How much time does this approach take? It depends on the exact resource limits of the nodes and the links, but assuming no resource limits, all of the vector sending can happen at the same time, completing in a single time step. In other words, Node 1 sends data to all other nodes, using all 3 of its outgoing links simultaneously. At the same time, Node 2 can also send data to all other nodes, using all 3 of its outgoing links simultaneously. Assuming no resource limits, this approach takes a single time step to complete, where each node needs to send and receive \(2 \cdot D \cdot (p-1)\) bytes per time step. (Each node sends \(D \cdot (p-1)\) bytes and receives \(D \cdot (p-1)\) bytes, and summing those up gives us the extra factor of 2.)

Approach 2: Reduce at One Node

In the next topology, let’s have a single topology do all the computation work:

To run AllReduce: First, everybody (except Node 1) sends their vector to Node 1.

Then, Node 1 computes the sum, and sends the sum back to everybody.

How much bandwidth does this approach use? Each node (except Node 1) needs to send its entire vector to Node 1, which means \(D\) bytes are sent. There are \(p-1\) nodes that need to send data, so the total data sent in the first step is \(D(p-1)\) bytes.

Then, in the second step, Node 1 has to send the sum vector to everybody else. The sum vector is \(D\) bytes, and it has to be sent to \(p-1\) other nodes, so the total data sent in the second step is also \(D(p-1)\) bytes.

In total, across the two steps, we sent \(2 \cdot D \cdot (p-1) = O(D \cdot p)\) bytes. Notice that this is a factor of \(p\) better than the \(O(D \cdot p^2)\) bytes sent in the full-mesh approach.

How much time does this approach take? Again, it depends on the exact resource limits, but assuming no resource limits, everyone can send their vector to Node 1 at the same time. Then, we have to wait for Node 1 to compute the sum. After the sum is computed, Node 1 can send the sum back to everybody else at the same time. In total, this approach takes 2 time steps to complete, where Node 1 has to send or receive \(D \cdot (p-1)\) bytes per time step.

We aren’t precisely measuring how long a “time step” is here, but the main point of comparison here is that with this approach, all the sending in the first step has to finish before sending in the second step can start. By contrast, in the first approach, all of the data sending could happen at the same time.

One downside of this approach is that we have a single point of failure at Node 1. This approach is not commonly used in practice.

Approach 3: Tree-Based

In the next topology, we’ll build a binary tree. Remember that binary here means that each node has at most 2 children.

To run AllReduce: Starting from the leaf nodes at the bottom, each node sends its vector to its parent.

When you receive all of your children’s vectors, you should sum them with your vector.

Then, you should send this resulting sum vector to your parent.

After repeating this step up all the layers of the tree, the root should have computed the overall sum.

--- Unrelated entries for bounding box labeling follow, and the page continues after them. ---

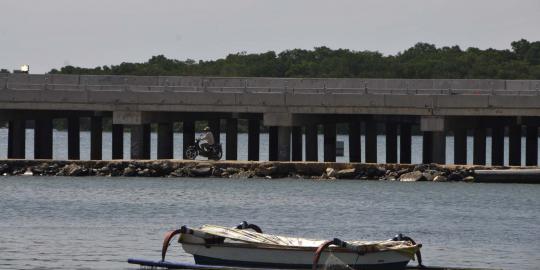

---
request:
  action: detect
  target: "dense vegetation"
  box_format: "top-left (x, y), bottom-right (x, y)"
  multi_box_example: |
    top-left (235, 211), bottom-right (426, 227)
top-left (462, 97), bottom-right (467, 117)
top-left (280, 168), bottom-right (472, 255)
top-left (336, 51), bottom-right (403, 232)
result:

Then, in the second step, the root sends the overall sum vector down the tree, to its children. When you receive the sum vector from your parent, you should send a copy of that sum vector to all your children.

How much bandwidth does this approach use? In Step 1, each node receives up to 2 vectors from its children (recall: the tree is binary), and each node sends 1 vector to its parent. This gives us an upper-bound of \(3D\) bytes per node, for a total of \(3D \cdot p\) bytes in Step 1.

Then, in the second step, each each node receives 1 vector from its parent, and sends up to 2 vectors to its children. Again, we get an upper-bound of \(3D\) bytes per node, for a total of \(3D \cdot p\) bytes in Step 2.

In total, across the two steps, we sent \(6 \cdot D \cdot p = O(D \cdot p)\) bytes. This is a factor of \(p\) better than the full-mesh, and the same as the reduce-at-one-node approach.

How much time does this approach take? You have to wait to receive vectors from your children before you can send the sum (i.e. sum of your vector and your children’s vectors) to your parent. In total, this approach takes \(O(\log p)\) time steps to send vectors up the tree, and another \(O(\log p)\) time steps to send the overall sum down the tree, for a total of \(O(\log p)\) time steps. Each node has to send or receive \(3D\) bytes per time step (note that this is fewer bytes per time step than the other approaches). An exact time comparison would require plugging in values for \(D\) and the resource limits in the network, but roughly speaking, this approach requires more time steps, but each time step can probably complete faster since there’s less data to transmit per time step.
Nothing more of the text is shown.